Consider Posture Modification
Flawed posture often contributes to chronic neck tension. Spending long periods hunched over electronic devices strains the neck muscles. Make simple adjustments like raising laptops and phones up to eye level and sitting with shoulders back while keeping the head balanced evenly over the spine. If pain persists for more than a couple weeks, physical therapy may help retrain posture and build strength to prevent future flare ups. They can also recommend ergonomic aids and exercises tailored to your needs.
See Your Doctor When Necessary
Severe neck pain accompanied by numbness, loss of coordination or weakness could indicate nerve impingement or more serious injury involving vertebrae or disks. Seek prompt medical care if you experience shooting pains into your shoulder or arm. Also contact your physician if swelling, redness, fever or other worrisome symptoms develop. Rare complications like abscesses sometimes arise. Your doctor may order imaging tests or refer you to a specialist like a neurologist, osteopath or physical medicine and rehabilitation physician for additional treatment.

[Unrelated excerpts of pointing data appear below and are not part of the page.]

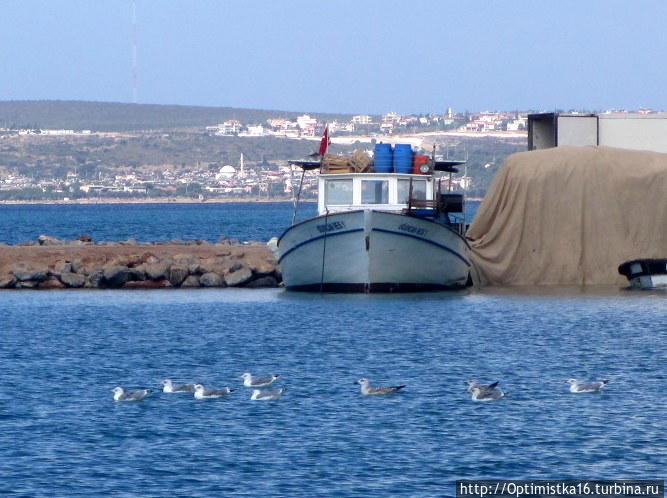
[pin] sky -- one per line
(340, 56)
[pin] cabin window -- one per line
(338, 192)
(375, 192)
(418, 190)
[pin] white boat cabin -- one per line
(381, 191)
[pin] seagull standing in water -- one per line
(593, 387)
(259, 395)
(366, 388)
(120, 394)
(169, 387)
(250, 381)
(201, 393)
(484, 388)
(489, 395)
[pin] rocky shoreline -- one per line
(51, 263)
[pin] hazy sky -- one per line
(363, 56)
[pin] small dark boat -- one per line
(645, 273)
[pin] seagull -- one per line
(250, 381)
(478, 394)
(577, 387)
(484, 388)
(259, 395)
(119, 394)
(367, 389)
(170, 387)
(201, 393)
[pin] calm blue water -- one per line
(61, 352)
(154, 222)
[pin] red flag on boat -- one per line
(324, 143)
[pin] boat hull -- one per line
(373, 251)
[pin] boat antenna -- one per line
(298, 195)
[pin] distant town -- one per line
(71, 165)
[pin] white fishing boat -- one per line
(645, 273)
(379, 232)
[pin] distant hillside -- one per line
(108, 116)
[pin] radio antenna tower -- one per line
(135, 70)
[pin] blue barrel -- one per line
(403, 158)
(383, 160)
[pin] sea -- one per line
(61, 352)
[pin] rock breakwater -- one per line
(51, 263)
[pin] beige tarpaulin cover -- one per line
(570, 216)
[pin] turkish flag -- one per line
(324, 143)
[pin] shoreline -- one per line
(171, 200)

Most cases of neck muscle inflammation resolve within a few days to weeks with conservative at-home care. Implementing a combination of rest, ice, OTC medication, stretch exercises, massage and posture correction helps reduce discomfort and prevent recurrence. But don’t hesitate to involve your doctor if pain persists or you experience alarming symptoms. With the right treatment approach tailored to your situation, you can get back to normal activity levels as strained neck muscles heal.